Analysis Completed: TG Advisers first looked at the operating history of the unit since the last boresonic test, to determine the total number of stop/start cycles and overspeed test events. Crack growth in the bore of a field is primarily driven through Low Cycle Fatigue (LCF), which is associated with stop/start cycling of the unit, as well as unit overspeed events, including overspeed testing. Potential crack growth rates for any flaws in the bore can then be calculated using these cycle and event numbers. Conservative assumptions were also made for the cycles and overspeed events from current day through the projected next inspection date.
A simple Finite Element Analysis (FEA) model of the field was created using a field body shipping drawing provided by the plant. Slot dimensions were included in the field body section as well. Material properties of the specific rotor material were taken into account. Initial crack sizes were determined from the results of the last boresonic. The real flaws that existed at that time point were utilized as the initial crack sizes for fracture mechanics calculations.
When considering turbine or generator rotor boresonic test results, flaws at the surface of the bore are of greatest concern, as these flaws are on a free surface where crack growth rates are highest. Stress levels in a field, specifically hoop stresses present from the rotation of the rotor, are highest at the bore surface. Larger diameter sections typically have the greatest stress levels as well due to the additional mass, though the field body section is more complicated due to the presence of winding slots.
The FEA model output the stress present at the location of every existing flaw in the rotor. These stress magnitudes were then used in a linear fracture mechanics analysis, where an initial flaw size was assumed, and the actual mechanical properties of the metal were used to determine the remaining cycles and overspeed events before the cracks present in the rotor could reach critical size. A safety factor was also applied to the critical crack size in these calculations per typical OEM practices. Critical crack sizes were compared to the actual rotor geometry to ensure the calculated values made sense from a physical standpoint.
Analysis Findings: The results of the fracture mechanics analysis showed that the risk of delaying the boresonic inspection for multiple years was low. Per the actual cycle and overspeed event data from the plant, if a boresonic inspection was carried out immediately, there would have been little to no difference in flaw size from the previous inspection 10+ years prior, as the unit had minimal cyclic behavior.
Based on the analysis outcome, TGA provided the plant with specific numbers for allowable total overspeed events and normal stop/start cycles the unit could undergo until the next boresonic would be carried out.
Improvements: The analysis carried out allowed the plant to reach the next planned major outage, and perform the boresonic reinspection as part of that planned outage scope.
To date, there has been no issues with the field.

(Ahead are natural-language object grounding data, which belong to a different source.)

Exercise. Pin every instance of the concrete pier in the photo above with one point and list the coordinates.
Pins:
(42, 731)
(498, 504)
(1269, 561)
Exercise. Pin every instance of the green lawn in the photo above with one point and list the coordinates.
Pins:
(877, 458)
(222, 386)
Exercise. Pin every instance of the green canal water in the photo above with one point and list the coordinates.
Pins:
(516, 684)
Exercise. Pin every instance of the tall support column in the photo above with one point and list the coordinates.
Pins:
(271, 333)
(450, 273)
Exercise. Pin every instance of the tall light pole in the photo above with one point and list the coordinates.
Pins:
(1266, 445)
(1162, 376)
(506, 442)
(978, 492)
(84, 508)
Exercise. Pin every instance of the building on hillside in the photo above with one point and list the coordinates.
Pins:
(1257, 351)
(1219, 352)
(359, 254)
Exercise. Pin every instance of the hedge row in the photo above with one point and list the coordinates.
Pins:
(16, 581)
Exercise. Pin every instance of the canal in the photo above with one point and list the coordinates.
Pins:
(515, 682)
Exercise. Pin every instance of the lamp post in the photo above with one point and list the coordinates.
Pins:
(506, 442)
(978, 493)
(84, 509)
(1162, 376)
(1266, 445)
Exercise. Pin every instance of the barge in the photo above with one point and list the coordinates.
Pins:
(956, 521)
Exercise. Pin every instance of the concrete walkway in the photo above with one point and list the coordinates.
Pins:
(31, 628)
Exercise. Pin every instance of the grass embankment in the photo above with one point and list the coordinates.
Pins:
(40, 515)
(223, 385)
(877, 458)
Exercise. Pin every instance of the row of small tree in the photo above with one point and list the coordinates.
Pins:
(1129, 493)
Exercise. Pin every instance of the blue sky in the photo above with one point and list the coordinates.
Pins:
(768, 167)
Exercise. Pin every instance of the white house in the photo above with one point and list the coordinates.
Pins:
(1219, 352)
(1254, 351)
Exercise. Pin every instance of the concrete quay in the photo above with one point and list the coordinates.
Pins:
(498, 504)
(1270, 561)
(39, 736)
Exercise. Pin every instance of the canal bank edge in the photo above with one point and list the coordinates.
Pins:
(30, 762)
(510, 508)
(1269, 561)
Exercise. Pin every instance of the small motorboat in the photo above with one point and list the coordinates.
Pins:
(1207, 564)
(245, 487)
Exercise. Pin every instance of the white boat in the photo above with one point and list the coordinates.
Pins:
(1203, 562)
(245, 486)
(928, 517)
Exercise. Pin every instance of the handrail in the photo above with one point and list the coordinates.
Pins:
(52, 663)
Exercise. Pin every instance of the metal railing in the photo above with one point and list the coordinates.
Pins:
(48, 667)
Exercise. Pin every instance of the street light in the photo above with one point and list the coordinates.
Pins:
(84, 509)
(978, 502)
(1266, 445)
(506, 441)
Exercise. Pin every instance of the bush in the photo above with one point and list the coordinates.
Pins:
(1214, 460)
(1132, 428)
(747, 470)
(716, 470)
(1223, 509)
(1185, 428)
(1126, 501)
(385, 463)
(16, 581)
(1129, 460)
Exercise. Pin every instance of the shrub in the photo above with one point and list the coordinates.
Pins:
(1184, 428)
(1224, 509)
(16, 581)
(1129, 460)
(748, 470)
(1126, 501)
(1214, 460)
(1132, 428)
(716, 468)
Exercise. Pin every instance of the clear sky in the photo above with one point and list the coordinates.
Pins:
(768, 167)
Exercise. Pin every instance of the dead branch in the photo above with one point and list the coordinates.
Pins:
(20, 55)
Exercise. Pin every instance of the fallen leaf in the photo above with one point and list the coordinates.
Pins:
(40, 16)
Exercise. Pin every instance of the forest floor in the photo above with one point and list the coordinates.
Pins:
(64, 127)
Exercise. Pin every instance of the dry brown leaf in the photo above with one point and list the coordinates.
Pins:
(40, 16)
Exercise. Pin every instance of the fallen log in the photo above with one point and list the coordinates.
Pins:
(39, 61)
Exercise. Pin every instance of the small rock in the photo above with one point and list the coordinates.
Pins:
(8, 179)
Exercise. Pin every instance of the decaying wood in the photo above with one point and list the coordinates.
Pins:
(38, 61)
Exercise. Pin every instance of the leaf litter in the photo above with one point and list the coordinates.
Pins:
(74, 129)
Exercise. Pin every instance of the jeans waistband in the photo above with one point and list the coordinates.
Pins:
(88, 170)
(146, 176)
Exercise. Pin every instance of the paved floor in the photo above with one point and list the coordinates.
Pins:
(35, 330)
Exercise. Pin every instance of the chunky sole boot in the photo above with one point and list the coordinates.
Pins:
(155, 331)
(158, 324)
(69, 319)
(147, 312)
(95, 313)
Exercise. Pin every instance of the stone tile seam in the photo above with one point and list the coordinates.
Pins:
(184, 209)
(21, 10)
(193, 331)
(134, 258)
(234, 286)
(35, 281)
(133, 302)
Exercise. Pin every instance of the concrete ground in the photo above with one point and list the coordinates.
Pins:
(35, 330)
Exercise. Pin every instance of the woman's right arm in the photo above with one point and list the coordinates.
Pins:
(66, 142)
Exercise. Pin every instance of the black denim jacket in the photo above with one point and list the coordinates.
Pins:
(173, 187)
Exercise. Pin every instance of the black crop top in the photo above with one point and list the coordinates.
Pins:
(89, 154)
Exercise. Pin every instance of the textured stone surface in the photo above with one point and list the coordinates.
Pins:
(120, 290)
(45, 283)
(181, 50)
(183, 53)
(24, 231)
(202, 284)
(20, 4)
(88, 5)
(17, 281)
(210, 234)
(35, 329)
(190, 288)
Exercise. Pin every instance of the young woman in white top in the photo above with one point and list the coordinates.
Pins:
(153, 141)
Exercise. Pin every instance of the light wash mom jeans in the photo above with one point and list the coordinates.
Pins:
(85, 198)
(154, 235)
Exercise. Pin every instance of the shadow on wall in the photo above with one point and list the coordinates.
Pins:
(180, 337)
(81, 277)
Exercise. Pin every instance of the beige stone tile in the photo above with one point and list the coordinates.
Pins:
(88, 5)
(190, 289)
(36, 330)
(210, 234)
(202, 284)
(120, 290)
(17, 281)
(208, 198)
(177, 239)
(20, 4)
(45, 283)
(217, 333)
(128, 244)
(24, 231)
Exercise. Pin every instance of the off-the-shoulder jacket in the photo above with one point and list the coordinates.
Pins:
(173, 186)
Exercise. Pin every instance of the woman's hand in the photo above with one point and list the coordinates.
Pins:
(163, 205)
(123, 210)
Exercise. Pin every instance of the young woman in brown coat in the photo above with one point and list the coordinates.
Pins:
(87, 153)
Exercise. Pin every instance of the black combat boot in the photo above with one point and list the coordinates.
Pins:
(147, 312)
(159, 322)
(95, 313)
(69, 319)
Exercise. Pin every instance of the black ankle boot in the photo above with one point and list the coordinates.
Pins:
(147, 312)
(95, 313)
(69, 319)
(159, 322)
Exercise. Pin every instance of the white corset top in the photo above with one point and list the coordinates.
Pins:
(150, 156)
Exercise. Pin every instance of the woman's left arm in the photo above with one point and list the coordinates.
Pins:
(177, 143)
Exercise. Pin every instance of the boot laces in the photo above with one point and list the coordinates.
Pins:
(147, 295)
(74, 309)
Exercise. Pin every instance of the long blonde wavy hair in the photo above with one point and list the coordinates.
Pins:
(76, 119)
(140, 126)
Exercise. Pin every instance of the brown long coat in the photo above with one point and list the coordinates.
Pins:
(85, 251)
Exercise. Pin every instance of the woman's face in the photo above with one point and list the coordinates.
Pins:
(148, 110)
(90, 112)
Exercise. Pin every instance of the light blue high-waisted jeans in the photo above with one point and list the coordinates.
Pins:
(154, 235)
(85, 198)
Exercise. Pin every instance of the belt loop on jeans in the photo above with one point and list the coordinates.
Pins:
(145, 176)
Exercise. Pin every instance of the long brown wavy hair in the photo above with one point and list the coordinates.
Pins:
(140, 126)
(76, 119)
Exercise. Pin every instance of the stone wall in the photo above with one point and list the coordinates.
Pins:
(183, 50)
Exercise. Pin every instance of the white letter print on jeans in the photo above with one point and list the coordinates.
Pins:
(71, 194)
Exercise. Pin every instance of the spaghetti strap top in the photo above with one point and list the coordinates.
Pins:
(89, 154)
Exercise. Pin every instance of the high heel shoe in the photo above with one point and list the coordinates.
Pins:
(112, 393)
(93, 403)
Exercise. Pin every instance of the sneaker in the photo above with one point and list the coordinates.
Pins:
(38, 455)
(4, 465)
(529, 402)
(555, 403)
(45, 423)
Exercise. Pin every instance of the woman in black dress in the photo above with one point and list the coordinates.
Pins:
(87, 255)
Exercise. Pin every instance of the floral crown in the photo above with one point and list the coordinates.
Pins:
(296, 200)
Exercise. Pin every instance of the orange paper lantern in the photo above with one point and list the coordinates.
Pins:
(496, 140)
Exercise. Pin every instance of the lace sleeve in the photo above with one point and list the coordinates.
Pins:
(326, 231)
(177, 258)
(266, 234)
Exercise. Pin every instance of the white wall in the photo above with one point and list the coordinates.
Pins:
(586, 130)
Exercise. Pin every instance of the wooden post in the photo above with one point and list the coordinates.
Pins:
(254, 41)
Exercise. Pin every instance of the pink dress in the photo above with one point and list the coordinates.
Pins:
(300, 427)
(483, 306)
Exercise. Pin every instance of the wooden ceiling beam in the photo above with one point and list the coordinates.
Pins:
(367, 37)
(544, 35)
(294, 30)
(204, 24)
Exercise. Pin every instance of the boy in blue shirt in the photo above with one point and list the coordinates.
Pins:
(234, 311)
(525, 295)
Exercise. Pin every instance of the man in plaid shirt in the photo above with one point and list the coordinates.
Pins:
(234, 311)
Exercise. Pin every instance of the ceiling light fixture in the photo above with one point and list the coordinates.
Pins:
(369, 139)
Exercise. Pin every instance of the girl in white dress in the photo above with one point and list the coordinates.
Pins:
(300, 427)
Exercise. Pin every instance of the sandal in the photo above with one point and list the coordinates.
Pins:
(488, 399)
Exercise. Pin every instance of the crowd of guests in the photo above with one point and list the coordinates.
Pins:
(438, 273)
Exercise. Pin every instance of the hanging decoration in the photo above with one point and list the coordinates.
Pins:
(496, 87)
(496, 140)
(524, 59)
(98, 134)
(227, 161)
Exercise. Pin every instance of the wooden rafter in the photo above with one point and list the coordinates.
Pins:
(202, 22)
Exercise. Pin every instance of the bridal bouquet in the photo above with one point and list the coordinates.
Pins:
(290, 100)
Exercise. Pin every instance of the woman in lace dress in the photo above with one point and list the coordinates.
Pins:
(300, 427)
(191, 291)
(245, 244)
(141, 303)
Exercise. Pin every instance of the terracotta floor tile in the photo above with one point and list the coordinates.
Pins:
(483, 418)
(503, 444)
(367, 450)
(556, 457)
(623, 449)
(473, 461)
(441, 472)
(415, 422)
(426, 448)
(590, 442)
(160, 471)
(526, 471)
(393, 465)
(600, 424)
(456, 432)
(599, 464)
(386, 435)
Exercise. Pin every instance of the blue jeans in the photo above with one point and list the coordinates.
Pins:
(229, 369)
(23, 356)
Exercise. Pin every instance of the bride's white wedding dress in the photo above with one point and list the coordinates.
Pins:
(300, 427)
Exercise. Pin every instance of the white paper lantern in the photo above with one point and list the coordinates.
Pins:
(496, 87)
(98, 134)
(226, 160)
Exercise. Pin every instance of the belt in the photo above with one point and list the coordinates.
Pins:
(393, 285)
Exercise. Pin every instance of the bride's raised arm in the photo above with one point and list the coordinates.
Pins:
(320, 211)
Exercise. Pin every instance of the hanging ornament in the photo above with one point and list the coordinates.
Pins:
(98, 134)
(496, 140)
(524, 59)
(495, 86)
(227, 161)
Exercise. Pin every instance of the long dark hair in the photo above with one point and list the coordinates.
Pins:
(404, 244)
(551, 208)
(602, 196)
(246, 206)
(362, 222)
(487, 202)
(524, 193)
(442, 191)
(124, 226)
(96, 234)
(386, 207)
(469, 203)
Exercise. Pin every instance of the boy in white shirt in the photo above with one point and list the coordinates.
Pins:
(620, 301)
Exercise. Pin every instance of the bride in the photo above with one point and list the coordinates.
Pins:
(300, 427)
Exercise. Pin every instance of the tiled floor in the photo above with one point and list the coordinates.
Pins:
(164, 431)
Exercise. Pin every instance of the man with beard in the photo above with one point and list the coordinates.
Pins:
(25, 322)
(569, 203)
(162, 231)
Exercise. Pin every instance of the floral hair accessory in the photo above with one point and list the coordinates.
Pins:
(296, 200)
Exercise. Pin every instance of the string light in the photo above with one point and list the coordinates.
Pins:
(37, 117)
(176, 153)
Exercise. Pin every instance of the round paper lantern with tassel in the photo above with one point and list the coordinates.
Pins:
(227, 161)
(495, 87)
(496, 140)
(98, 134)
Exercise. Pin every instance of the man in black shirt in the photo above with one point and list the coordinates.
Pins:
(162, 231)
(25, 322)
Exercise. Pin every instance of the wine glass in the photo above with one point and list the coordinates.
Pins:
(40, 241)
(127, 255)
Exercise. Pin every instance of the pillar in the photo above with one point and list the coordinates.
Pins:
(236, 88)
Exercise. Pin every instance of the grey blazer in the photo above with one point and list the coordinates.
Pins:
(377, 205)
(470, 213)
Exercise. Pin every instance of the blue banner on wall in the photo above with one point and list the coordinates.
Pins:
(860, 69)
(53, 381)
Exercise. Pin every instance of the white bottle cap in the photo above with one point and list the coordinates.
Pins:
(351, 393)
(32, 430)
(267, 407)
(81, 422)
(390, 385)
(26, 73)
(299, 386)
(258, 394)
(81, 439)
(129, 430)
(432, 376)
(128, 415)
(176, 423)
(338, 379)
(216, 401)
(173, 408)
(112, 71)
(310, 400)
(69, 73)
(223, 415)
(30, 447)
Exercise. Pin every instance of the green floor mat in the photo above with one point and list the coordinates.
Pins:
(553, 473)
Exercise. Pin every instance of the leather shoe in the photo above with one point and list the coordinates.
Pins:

Best Practice: When looking to defer maintenance on your unit, whether a turbine or generator, the decision should be based off of sound engineering analysis. Wherever possible, calculations should be used to assess the risk level of extending the operational interval. In the case of boresonic inspections, the failure mode is well known and established. Often the provided re-inspection intervals are generic. Performing a one-off evaluation of your specific rotor may be able to extend the interval between boresonic inspections, once the flaws of your specific rotor are applied to the analysis.